There’s freedom in truth and freedom in doing the hard work. To me, there’s nothing tougher, and nothing more rewarding, then doing the hard work on yourself. Change your mindset, feed your brain, and become the Author of Your Own Story!

Right or Happy?

Today’s Insight

Right or Happy?

What’s more important to you, to be right, or to be happy?

When you hold onto your position in a disagreement with someone else, notice how hard you hold to your belief. Are you defending your stance with impunity?

This can happen in relationships – toilet seat up vs toilet seat down, who’s responsible for taking out the trash and when, or are you supposed to make the bed immediately after getting up vs making the bed at all.

This can happen in business – people should listen to what I say every time as I’m the expert, or emails should be returned within two hours vs important communication should be done on the phone and not via email, or perhaps one I hear often from coaching clients – I always have to redo everything my staff does.

This can happen in any area of your life and seems to come up most with those closest to you. The questions are typically small and seem to have a repeating pattern.

The more you are holding onto your belief of being right, the more you should consider that it’s time for you to realize that it’s not about the belief, or about the other person… it’s about you.

Take a moment after reading this to identify a belief that you have been fighting for, especially if it’s one that has been repeating in your life and ask yourself the following:

Does believing this make me happy and my life better?

Is my belief an undisputable fact – meaning no one could dispute it?

Is this belief I’m holding onto so strongly really about the issue, or is it about something else?

If you answer yes to any of those, then take a few deep breaths, and let it go. Choose to come up with a compromise rather than a conflict. Choose to be happy rather than right… it’s a healthier way to live.

Lesson for today

This morning I was reading about a woman who was waiting until she got older in order to be herself.

She wanted to wait until her career had run its course so she wouldn’t rock the boat and lose face.

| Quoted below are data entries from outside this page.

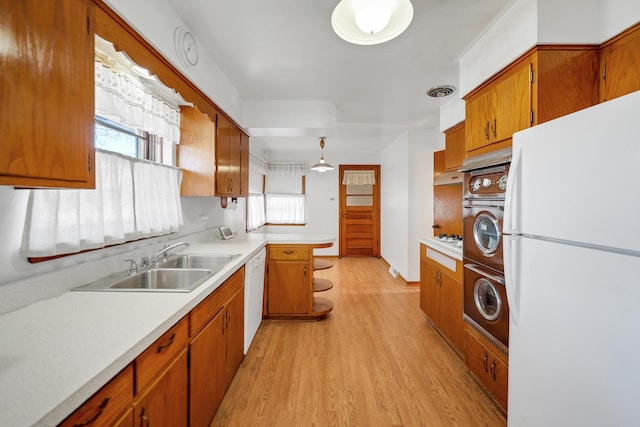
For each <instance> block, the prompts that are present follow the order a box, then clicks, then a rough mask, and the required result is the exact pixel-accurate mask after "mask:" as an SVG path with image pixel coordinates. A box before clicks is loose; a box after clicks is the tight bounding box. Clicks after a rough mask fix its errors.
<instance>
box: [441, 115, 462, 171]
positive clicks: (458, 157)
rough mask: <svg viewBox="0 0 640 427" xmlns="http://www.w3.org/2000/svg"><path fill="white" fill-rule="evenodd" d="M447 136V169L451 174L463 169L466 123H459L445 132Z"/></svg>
mask: <svg viewBox="0 0 640 427" xmlns="http://www.w3.org/2000/svg"><path fill="white" fill-rule="evenodd" d="M444 135H445V144H446V145H445V157H444V161H445V169H446V170H447V171H449V172H454V171H457V170H458V169H460V168H461V167H462V161H463V160H464V122H462V123H458V124H457V125H455V126H453V127H452V128H449V129H447V130H446V131H444Z"/></svg>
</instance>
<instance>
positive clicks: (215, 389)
mask: <svg viewBox="0 0 640 427" xmlns="http://www.w3.org/2000/svg"><path fill="white" fill-rule="evenodd" d="M225 316H226V310H224V309H222V310H220V311H219V312H218V314H217V315H216V316H215V317H214V318H213V319H211V321H210V322H209V323H208V324H207V326H205V327H204V329H202V331H201V332H200V333H199V334H198V335H196V337H195V338H194V339H193V340H192V341H191V344H190V354H191V366H190V369H189V420H190V426H192V427H206V426H208V425H209V423H211V420H212V419H213V416H214V414H215V413H216V410H217V409H218V406H219V405H220V402H221V401H222V397H223V396H224V392H225V390H226V387H225V386H224V377H225V363H224V357H225V352H224V350H225V349H224V335H223V328H224V322H225Z"/></svg>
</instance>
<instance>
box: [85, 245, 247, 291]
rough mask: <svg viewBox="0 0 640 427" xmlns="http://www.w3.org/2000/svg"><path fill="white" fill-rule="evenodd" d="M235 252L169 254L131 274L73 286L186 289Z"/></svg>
mask: <svg viewBox="0 0 640 427" xmlns="http://www.w3.org/2000/svg"><path fill="white" fill-rule="evenodd" d="M239 256H240V255H239V254H231V255H229V254H193V255H173V256H169V257H168V258H166V259H165V260H164V261H162V262H161V263H160V264H159V265H158V266H154V267H152V268H148V269H146V270H142V271H138V272H137V273H133V274H115V275H112V276H109V277H105V278H104V279H100V280H97V281H95V282H93V283H90V284H88V285H84V286H81V287H79V288H75V289H74V290H75V291H129V292H131V291H144V292H190V291H192V290H194V289H195V288H197V287H198V286H200V285H201V284H202V283H204V282H205V281H206V280H207V279H208V278H210V277H211V276H213V275H215V274H216V273H218V272H219V271H221V270H222V269H223V268H224V267H225V266H226V265H227V264H229V263H230V262H231V261H233V260H234V259H236V258H237V257H239Z"/></svg>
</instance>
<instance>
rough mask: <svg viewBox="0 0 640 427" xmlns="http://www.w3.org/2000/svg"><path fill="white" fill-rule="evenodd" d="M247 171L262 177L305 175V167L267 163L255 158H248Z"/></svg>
mask: <svg viewBox="0 0 640 427" xmlns="http://www.w3.org/2000/svg"><path fill="white" fill-rule="evenodd" d="M249 170H250V171H254V172H258V173H260V174H262V175H278V176H304V175H306V174H307V171H308V169H307V165H305V164H298V163H290V164H277V163H267V162H265V161H263V160H261V159H259V158H257V157H255V156H252V155H250V156H249Z"/></svg>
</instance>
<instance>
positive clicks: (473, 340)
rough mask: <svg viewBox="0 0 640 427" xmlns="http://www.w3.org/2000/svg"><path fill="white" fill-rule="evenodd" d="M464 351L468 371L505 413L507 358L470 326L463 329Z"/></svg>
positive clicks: (506, 375) (507, 384)
mask: <svg viewBox="0 0 640 427" xmlns="http://www.w3.org/2000/svg"><path fill="white" fill-rule="evenodd" d="M465 351H466V361H467V367H468V368H469V371H471V373H472V374H473V376H474V377H475V378H476V379H477V380H478V382H479V383H480V384H481V385H482V386H483V387H484V389H485V391H486V392H487V393H488V394H489V395H490V396H491V397H492V398H493V400H494V402H495V403H496V404H497V405H498V406H499V407H500V408H501V409H502V410H503V411H505V412H506V411H507V390H508V387H507V386H508V381H507V380H508V376H509V368H508V365H507V356H506V355H503V354H501V353H500V352H499V350H498V349H496V348H495V347H494V346H492V345H491V343H489V342H487V341H486V340H484V339H483V338H482V337H481V336H480V335H479V334H478V333H476V332H475V331H474V330H473V329H472V328H471V327H470V326H466V327H465Z"/></svg>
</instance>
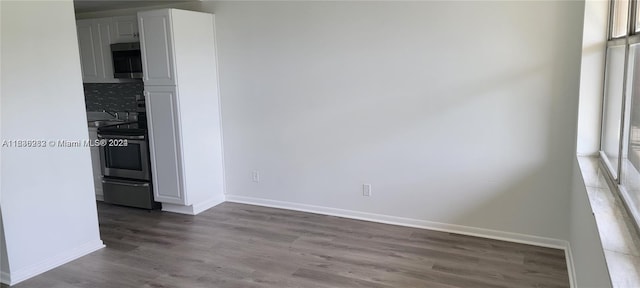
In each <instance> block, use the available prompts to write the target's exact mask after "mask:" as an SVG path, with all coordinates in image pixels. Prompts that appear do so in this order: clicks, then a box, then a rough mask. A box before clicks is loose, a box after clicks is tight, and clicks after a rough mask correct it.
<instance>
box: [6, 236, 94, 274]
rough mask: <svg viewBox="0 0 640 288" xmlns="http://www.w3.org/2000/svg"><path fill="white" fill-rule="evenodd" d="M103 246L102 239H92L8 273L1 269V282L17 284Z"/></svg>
mask: <svg viewBox="0 0 640 288" xmlns="http://www.w3.org/2000/svg"><path fill="white" fill-rule="evenodd" d="M104 247H105V246H104V243H102V240H97V241H92V242H89V243H86V244H84V245H81V246H79V247H76V248H73V249H71V250H68V251H65V252H63V253H60V254H58V255H56V256H55V257H51V258H49V259H46V260H44V261H41V262H40V263H36V264H34V265H30V266H27V267H24V268H22V269H18V270H15V271H10V273H9V274H8V275H7V273H5V272H4V271H3V272H2V273H1V275H0V276H2V283H4V284H7V285H15V284H18V283H20V282H22V281H24V280H27V279H29V278H31V277H34V276H36V275H39V274H42V273H44V272H47V271H49V270H51V269H53V268H56V267H58V266H60V265H63V264H66V263H69V262H71V261H73V260H76V259H78V258H80V257H82V256H85V255H87V254H89V253H91V252H94V251H97V250H100V249H102V248H104Z"/></svg>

She wanted to wait until her kids were out of the house so they didn’t express that they were embarrassed by her.

She wanted to wait to share her thoughts with her co-workers… I mean, what if they laughed at her?

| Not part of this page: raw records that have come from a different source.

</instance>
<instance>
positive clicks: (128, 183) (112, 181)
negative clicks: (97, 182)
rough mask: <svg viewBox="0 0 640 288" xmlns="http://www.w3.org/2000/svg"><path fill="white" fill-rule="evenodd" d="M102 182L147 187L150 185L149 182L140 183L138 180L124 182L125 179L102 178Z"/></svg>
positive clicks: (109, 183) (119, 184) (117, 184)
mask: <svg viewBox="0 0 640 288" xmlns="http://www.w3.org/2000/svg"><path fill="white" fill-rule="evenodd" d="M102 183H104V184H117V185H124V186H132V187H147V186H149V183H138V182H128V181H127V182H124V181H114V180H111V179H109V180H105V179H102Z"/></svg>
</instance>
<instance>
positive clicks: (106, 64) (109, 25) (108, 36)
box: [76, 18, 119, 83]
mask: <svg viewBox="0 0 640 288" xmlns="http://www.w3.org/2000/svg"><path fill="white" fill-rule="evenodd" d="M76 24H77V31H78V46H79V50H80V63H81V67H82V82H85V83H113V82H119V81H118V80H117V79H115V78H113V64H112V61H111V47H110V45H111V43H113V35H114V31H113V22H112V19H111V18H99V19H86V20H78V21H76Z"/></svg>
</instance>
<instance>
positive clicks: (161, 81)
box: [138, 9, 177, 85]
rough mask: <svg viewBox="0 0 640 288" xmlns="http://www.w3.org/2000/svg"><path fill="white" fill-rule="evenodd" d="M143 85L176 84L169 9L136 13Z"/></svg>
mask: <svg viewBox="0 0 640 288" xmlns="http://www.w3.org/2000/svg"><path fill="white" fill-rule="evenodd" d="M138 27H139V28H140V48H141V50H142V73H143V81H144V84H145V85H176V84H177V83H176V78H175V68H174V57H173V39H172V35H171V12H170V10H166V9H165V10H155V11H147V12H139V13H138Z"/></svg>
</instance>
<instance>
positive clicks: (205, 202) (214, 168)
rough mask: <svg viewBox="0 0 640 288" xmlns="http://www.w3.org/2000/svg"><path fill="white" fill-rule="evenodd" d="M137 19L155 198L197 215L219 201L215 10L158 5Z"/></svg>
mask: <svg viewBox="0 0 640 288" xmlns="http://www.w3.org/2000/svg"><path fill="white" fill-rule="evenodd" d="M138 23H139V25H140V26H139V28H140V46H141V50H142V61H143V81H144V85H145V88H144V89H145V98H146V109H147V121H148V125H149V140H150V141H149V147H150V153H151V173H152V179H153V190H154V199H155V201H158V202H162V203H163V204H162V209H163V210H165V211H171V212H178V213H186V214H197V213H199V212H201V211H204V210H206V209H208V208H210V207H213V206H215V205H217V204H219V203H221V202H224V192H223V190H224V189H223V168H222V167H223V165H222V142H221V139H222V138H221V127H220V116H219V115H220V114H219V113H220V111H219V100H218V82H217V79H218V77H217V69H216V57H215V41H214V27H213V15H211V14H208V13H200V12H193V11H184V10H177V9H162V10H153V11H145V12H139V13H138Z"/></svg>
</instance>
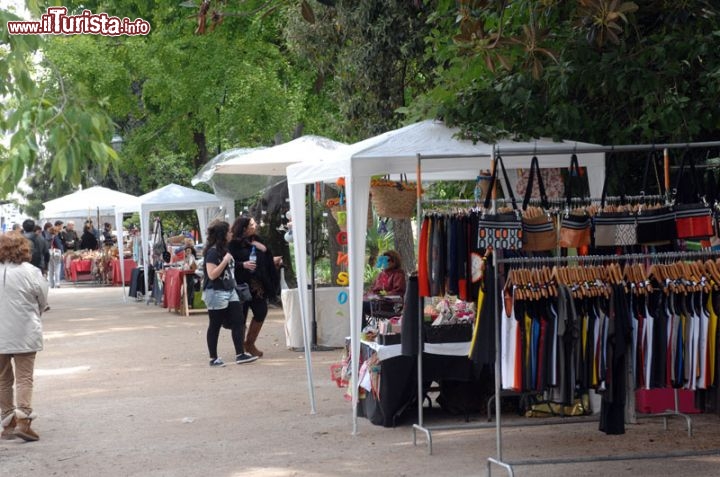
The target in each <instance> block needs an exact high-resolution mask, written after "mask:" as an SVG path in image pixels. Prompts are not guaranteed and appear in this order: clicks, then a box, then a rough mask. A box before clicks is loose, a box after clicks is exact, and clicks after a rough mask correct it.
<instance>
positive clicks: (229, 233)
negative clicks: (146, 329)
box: [203, 221, 257, 367]
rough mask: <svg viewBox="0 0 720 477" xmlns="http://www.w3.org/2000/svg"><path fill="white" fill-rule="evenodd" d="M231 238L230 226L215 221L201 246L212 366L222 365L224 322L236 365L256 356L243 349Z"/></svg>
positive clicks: (203, 298)
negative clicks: (230, 239)
mask: <svg viewBox="0 0 720 477" xmlns="http://www.w3.org/2000/svg"><path fill="white" fill-rule="evenodd" d="M230 238H231V234H230V224H228V223H227V222H225V221H216V222H213V223H212V224H210V226H209V227H208V231H207V242H206V244H205V247H203V255H204V258H205V260H204V267H205V275H204V279H203V301H204V302H205V304H206V305H207V309H208V320H209V321H208V329H207V333H206V341H207V347H208V353H209V354H210V366H211V367H222V366H225V363H224V362H223V360H222V358H220V357H219V356H218V352H217V343H218V338H219V336H220V328H222V326H223V324H224V323H226V324H227V325H228V326H229V327H230V332H231V336H232V341H233V346H234V347H235V362H236V363H237V364H244V363H251V362H253V361H255V360H256V359H257V357H256V356H252V355H250V354H248V353H246V352H245V349H244V347H243V339H244V336H245V320H244V319H243V318H242V313H243V311H242V306H241V305H240V298H239V297H238V294H237V291H236V290H235V284H236V282H235V277H234V275H235V261H234V259H233V256H232V255H231V254H230V252H228V242H229V241H230Z"/></svg>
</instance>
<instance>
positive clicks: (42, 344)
mask: <svg viewBox="0 0 720 477" xmlns="http://www.w3.org/2000/svg"><path fill="white" fill-rule="evenodd" d="M47 294H48V285H47V281H46V280H45V278H43V276H42V274H41V273H40V270H39V269H38V268H36V267H34V266H33V265H31V264H30V242H28V241H27V240H26V239H25V237H23V236H22V235H20V234H1V235H0V422H1V423H2V428H3V430H2V435H1V437H2V439H14V438H15V437H20V438H21V439H23V440H26V441H36V440H38V439H39V438H40V437H39V436H38V435H37V433H36V432H35V431H34V430H32V429H31V428H30V424H31V422H32V420H33V419H35V417H36V414H35V413H34V412H33V408H32V393H33V374H34V371H35V355H36V353H37V352H38V351H41V350H42V349H43V336H42V321H41V320H40V316H41V314H42V310H44V309H45V307H46V306H47ZM13 387H14V388H15V393H14V394H15V395H14V396H13Z"/></svg>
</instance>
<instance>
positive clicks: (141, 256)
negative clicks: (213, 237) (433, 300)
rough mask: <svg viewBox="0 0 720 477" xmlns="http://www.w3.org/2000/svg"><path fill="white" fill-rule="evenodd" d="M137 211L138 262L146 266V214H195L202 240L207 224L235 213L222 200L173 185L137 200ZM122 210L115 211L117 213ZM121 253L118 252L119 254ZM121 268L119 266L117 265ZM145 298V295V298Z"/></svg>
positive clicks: (148, 231)
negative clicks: (165, 213)
mask: <svg viewBox="0 0 720 477" xmlns="http://www.w3.org/2000/svg"><path fill="white" fill-rule="evenodd" d="M138 204H139V211H140V237H141V239H140V243H141V246H142V252H141V254H140V257H141V258H140V260H141V261H142V263H143V265H145V264H146V262H147V256H148V253H149V250H150V248H149V244H148V241H149V233H150V232H149V231H150V230H152V229H151V226H150V214H151V213H153V212H159V211H170V210H193V209H194V210H195V211H196V212H197V216H198V222H199V224H200V234H201V236H203V235H204V234H205V231H206V230H207V225H208V223H209V222H210V221H211V220H213V219H214V218H216V217H222V218H223V219H227V218H228V217H232V215H233V214H234V213H235V212H234V209H235V206H234V204H233V202H232V200H229V199H228V200H224V199H220V198H218V197H216V196H215V195H213V194H209V193H207V192H203V191H199V190H196V189H190V188H189V187H183V186H180V185H177V184H168V185H166V186H164V187H161V188H159V189H156V190H154V191H152V192H148V193H147V194H144V195H141V196H140V197H138ZM122 212H126V210H124V209H123V210H118V213H120V214H121V213H122ZM120 252H121V253H122V250H120ZM121 264H122V262H121ZM124 272H125V271H124V270H123V273H124ZM148 281H149V274H148V273H145V290H146V291H147V290H148ZM148 296H149V295H148Z"/></svg>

So, she waited… out of fear.

Or, perhaps, this very same woman recognized her fear and chose to say “So what?”

“So what if my co-workers laugh at what I say? If they laugh, they’ll be laughing at me, not my fake representative.”

“So what if my kids get embarrassed because I decide to wear hats – I like hats and they’ll get over it. Kids get embarrassed over everything their parents do.”

“So what if people think that writing a fiction book will harm my career? I’m a whole person, not just my work.”

So what!

So, she started her book, she wore the hats she loved, and yes, the kids were embarrassed, but they got over it quickly. She started to speak her mind and share her thoughts, and a few people laughed, but everyone got to know her – the real her. And they loved it.

So… what?

Today’s learning – identify on thing you’d love to do, but have been holding back out of fear. It could be writing a book, expressing yourself through your clothes, taking a dance class, practicing your Spanish when ordering your food, or even starting that business you’ve always dreamed of starting. Whatever it is, and we all have something … do it today!

What’s mine? Sharing lessons like these on Facebook.

What’s yours? There’s power in identifying your fear and then sharing it. It no longer rules the show… it’s exposed.